Alors que les élections législatives attirent l’attention, un autre rendez-vous politique s’annonce tout aussi décisif : le référendum du 8 février sur la révision de la Constitution de 2017. Contrairement aux scrutins parlementaires, cette consultation populaire ne vise pas à choisir des députés ou un gouvernement, mais à déterminer si la Thaïlande doit ouvrir la voie à une nouvelle charte. L’enjeu est donc indépendant des législatives, mais il pourrait redéfinir durablement les règles du jeu politique, actuellement complètement bloqué par la constitution rédigée pour l’armée en 2016 / 2017.
Le porte-parole du People’s Party, Parit Wacharasindhu, a averti qu’un vote négatif fermerait la porte à toute réforme constitutionnelle. Selon lui, les problèmes structurels du système politique — Sénat non élu, mais doté de pouvoirs décisifs, agences indépendantes sans véritable responsabilité, députés changeant de camp au gré des intérêts, Commission électorale jugée intouchable — ne peuvent être corrigés sans une refonte complète du texte. Il compare la situation à un match de football joué sous des règles injustes : peu importe l’intensité de la compétition, si les règles sont biaisées, le jeu reste faussé.

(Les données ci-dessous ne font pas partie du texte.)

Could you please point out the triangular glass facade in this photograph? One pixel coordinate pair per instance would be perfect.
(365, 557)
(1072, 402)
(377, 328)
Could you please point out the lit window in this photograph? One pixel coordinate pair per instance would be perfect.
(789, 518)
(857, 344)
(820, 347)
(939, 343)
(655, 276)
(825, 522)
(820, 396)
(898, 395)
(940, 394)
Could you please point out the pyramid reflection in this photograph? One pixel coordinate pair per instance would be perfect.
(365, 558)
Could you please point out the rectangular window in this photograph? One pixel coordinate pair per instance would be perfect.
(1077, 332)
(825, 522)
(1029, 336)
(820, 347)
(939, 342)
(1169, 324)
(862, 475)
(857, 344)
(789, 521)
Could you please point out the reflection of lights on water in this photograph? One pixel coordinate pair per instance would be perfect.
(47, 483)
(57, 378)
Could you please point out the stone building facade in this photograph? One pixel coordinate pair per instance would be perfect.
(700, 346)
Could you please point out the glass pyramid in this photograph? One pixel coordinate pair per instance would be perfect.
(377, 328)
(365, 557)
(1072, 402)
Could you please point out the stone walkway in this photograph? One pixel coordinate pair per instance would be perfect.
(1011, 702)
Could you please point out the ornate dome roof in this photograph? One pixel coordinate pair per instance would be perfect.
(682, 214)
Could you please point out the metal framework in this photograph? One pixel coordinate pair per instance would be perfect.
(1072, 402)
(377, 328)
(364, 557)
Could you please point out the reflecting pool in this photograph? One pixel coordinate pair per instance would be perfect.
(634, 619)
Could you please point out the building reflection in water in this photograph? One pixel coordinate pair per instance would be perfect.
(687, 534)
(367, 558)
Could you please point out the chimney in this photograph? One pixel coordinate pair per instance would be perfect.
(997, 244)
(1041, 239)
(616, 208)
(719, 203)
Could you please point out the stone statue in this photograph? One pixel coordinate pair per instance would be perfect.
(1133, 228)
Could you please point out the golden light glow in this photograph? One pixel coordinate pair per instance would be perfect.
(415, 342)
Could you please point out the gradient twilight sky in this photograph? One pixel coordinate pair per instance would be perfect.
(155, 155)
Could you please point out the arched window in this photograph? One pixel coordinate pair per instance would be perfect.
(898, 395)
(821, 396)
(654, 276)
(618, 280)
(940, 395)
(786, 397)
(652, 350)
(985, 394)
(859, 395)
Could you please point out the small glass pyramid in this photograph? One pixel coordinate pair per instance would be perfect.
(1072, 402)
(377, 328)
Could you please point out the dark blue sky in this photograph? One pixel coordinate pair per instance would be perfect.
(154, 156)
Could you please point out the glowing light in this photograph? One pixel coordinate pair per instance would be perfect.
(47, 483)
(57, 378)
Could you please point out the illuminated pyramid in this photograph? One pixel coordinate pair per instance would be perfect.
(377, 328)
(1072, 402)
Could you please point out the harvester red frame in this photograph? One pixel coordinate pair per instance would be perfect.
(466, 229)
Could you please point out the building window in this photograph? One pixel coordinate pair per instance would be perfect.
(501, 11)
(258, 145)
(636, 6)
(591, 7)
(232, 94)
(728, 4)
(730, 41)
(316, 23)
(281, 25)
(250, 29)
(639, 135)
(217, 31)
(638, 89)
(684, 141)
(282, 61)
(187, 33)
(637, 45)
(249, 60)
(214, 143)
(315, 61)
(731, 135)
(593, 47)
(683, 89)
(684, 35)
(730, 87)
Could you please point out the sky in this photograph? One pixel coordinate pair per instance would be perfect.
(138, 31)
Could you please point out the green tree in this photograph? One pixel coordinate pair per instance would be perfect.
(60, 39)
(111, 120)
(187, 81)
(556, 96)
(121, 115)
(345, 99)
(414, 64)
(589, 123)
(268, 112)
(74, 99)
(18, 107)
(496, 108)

Le Pheu Thai partage cette analyse. Chaturon Chaisang estime que la Constitution de 2017, présentée comme un outil anticorruption, a en réalité favorisé les abus et affaibli les contre-pouvoirs. Pour lui, seule une assemblée constituante élue par le peuple peut restaurer la confiance et garantir des institutions réellement démocratiques.
Même derrière les barreaux, l’activiste Jatupat “Pai Dao Din” Boonpattararaksa appelle à voter “oui”. Dans une lettre ouverte, il dénonce une charte qui a permis la dissolution de partis, la destitution de Premiers ministres et la disqualification de députés élus, sapant la souveraineté populaire. Son message est clair : au-delà des préférences partisanes, il faut unir les voix pour ouvrir la voie à une réforme.
En 2025, le Bumjaithai s’était engagé à soutenir la réécriture de la Constitution en échange de l’appui du Parti du peuple à l’élection d’Anutin Charnvirakul comme Premier ministre. Pourtant, s’il ne prône pas ouvertement le “non” au référendum, le parti ne déploie pas non plus une réelle énergie pour défendre le “oui”. La raison est simple : il s’est parfaitement accommodé de la charte actuelle, allant jusqu’à consolider son influence sur le Sénat à travers des scrutins entachés d’irrégularités.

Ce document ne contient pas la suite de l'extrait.